There is a number $x$ containing $1999$ digits and is divisible by $9$; if we add all digits of $x$ we get $y$ and as same adding digits of $y$ we get $z$. Find the probability that $z$ contains two digits.
My Attempt
let $y=9k \;; k\in \mathbb N$, $$y_{max}=9\times1999=17991 \qquad \qquad y_{min}=9 \qquad \qquad z_{max}=36(y=9999)$$ I have noticed one thing that for $k \in \{1,2,\dots,9 \}$ $z$ is not a double digit number.
For $k \in \{11,21,22,31,32,33,41,42,43,44,\dots,97,98,99\}$ ($45$ digits in total); $z$ is a two digit number. For rest all two digits values of $k$ number $z$ is a one digit number i.e. $9$.
For $k \in \{100, 120,130,140,150,160,170,190,200,230,240,250,260,\dots,800,890,900\}$ (i.e. Those 3 digit numbers which are $10's$ multiples of numbers not included in the privious set.) $z$ is not a two digit number.
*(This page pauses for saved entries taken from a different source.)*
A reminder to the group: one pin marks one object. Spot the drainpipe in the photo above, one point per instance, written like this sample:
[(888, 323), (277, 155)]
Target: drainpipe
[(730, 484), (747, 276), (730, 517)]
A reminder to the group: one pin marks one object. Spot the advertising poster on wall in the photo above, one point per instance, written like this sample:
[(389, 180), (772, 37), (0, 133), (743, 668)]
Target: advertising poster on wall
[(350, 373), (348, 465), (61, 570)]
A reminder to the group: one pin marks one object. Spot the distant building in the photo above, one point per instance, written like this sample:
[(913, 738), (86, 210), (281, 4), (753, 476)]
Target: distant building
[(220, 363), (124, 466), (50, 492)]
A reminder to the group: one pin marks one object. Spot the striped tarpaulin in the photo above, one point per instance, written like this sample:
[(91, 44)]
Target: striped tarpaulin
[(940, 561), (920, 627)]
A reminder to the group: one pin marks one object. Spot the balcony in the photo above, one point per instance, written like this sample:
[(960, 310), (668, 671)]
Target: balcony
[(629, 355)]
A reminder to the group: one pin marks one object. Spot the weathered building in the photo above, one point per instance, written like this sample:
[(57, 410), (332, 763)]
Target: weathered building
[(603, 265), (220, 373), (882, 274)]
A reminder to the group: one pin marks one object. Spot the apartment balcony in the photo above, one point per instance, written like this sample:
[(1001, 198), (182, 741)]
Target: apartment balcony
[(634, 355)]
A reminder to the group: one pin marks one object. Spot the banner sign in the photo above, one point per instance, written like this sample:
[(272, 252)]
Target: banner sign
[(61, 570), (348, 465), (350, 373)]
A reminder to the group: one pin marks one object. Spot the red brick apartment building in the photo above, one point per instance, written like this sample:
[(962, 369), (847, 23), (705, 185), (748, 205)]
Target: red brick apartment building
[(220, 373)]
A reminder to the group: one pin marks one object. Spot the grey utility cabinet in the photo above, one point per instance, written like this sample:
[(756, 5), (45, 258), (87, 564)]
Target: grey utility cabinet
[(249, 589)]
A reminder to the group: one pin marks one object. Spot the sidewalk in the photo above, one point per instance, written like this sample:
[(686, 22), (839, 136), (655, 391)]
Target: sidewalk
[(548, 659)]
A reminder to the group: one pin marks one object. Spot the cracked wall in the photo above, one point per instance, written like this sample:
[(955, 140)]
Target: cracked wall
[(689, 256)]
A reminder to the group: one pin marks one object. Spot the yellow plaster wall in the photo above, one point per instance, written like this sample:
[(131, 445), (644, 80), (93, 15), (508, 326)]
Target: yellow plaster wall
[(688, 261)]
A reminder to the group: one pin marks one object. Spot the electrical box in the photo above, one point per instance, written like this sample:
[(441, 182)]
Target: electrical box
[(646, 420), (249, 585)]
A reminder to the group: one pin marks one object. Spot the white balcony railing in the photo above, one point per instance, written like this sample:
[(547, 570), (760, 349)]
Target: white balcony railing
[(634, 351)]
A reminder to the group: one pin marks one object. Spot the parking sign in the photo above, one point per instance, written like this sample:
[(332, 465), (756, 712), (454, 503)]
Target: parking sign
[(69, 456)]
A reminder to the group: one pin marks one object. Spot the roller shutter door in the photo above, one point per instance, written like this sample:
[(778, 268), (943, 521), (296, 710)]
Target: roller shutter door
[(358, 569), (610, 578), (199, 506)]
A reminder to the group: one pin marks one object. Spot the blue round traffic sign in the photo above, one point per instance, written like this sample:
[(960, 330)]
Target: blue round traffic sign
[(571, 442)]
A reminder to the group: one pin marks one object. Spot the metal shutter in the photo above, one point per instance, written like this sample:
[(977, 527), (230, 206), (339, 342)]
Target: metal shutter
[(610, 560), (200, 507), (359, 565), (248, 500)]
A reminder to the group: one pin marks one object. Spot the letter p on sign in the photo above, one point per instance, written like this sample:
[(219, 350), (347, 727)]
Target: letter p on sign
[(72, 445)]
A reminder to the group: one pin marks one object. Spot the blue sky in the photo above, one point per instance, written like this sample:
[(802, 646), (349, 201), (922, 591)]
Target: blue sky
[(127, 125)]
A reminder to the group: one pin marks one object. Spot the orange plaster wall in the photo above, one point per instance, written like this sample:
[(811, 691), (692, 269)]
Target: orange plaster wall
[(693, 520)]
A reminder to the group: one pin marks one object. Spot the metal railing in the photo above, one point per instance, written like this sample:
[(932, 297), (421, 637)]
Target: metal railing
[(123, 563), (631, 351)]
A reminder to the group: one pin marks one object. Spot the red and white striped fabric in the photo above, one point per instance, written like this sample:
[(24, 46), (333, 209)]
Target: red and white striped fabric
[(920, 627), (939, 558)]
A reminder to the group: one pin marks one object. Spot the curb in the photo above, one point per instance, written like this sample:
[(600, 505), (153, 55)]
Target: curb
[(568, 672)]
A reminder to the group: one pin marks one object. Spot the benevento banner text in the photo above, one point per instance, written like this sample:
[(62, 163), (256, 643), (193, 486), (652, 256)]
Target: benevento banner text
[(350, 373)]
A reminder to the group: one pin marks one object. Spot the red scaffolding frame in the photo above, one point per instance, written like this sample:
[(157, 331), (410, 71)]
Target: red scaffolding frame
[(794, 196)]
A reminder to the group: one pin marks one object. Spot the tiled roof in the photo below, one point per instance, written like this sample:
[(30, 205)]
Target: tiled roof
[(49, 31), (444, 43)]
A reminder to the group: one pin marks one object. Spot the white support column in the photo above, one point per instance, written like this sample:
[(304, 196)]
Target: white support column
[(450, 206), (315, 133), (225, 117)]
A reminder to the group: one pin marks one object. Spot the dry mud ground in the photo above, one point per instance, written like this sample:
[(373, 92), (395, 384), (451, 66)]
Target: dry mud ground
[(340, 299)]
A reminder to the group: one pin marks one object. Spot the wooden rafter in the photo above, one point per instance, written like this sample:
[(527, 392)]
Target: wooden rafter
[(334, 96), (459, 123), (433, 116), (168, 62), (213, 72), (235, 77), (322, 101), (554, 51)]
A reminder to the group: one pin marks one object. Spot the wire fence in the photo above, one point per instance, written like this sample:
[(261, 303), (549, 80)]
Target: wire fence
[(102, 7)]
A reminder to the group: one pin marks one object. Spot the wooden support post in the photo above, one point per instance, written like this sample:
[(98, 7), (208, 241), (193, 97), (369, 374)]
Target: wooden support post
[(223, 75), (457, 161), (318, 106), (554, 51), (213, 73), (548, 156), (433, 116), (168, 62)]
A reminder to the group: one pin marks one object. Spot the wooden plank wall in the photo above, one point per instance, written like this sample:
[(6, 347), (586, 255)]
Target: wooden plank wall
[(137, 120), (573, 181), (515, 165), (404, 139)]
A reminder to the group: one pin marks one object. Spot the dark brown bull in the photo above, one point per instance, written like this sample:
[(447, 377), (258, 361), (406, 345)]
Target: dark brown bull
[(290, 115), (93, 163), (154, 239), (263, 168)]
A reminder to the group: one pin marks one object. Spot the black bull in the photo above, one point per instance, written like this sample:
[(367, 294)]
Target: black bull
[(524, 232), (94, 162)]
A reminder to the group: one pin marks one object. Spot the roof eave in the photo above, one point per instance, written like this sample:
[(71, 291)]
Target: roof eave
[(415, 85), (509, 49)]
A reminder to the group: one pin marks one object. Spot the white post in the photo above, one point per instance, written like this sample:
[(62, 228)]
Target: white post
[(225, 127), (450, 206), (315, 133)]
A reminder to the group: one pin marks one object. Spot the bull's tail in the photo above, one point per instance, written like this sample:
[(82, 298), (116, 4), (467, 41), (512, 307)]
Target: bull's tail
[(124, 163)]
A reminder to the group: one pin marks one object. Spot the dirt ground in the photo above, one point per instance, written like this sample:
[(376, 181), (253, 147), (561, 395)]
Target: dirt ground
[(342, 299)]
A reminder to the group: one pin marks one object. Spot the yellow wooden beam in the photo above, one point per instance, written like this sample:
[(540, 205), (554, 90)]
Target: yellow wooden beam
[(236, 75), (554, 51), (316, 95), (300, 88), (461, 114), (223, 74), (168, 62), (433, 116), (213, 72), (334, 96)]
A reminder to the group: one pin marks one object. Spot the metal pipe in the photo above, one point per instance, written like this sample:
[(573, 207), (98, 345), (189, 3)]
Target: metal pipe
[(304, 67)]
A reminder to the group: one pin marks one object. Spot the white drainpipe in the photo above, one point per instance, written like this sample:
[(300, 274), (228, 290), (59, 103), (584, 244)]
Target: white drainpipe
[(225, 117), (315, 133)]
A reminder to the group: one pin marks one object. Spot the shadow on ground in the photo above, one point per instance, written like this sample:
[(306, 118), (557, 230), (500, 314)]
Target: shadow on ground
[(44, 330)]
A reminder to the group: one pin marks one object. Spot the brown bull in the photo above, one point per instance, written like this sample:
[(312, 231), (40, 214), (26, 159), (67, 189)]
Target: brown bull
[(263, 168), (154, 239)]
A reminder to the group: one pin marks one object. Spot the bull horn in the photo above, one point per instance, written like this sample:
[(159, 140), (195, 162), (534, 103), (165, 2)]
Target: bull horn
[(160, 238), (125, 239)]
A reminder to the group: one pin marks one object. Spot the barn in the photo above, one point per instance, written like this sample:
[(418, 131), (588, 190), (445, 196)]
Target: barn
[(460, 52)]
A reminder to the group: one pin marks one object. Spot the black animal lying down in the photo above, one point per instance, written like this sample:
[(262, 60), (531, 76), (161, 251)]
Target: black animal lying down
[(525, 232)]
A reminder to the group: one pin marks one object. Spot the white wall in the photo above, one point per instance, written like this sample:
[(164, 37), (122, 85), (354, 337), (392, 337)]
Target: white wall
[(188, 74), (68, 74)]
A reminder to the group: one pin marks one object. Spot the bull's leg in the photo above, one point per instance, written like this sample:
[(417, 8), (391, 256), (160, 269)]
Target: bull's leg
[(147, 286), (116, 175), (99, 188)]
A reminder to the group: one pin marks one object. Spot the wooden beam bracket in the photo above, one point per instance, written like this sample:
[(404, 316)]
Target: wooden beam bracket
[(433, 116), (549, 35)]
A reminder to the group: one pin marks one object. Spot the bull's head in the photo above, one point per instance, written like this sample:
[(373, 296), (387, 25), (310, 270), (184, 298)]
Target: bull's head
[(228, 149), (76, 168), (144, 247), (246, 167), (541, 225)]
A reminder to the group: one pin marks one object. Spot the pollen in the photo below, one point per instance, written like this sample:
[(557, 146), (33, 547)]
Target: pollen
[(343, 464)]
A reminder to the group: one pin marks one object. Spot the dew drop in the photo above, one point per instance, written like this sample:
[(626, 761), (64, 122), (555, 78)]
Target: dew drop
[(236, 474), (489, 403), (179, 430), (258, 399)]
For rest all 3 digit vlues of $k$ $z$ is a two digit number.
For, $k\in \{1000,1200,1300,1400,1500,1600,1700,1800,1900\}$ ; $z$ is not two digit number.
So I get total $(9+45+45+9)=108$ values of $k$ for which $z$ is not a two digit number.
Probability=$\frac {1999-108}{1999}={1891\over1999} \approx 0.946$ but a very simple answer is given $2\over3$. Where am I wrong in approaching this question? Please help.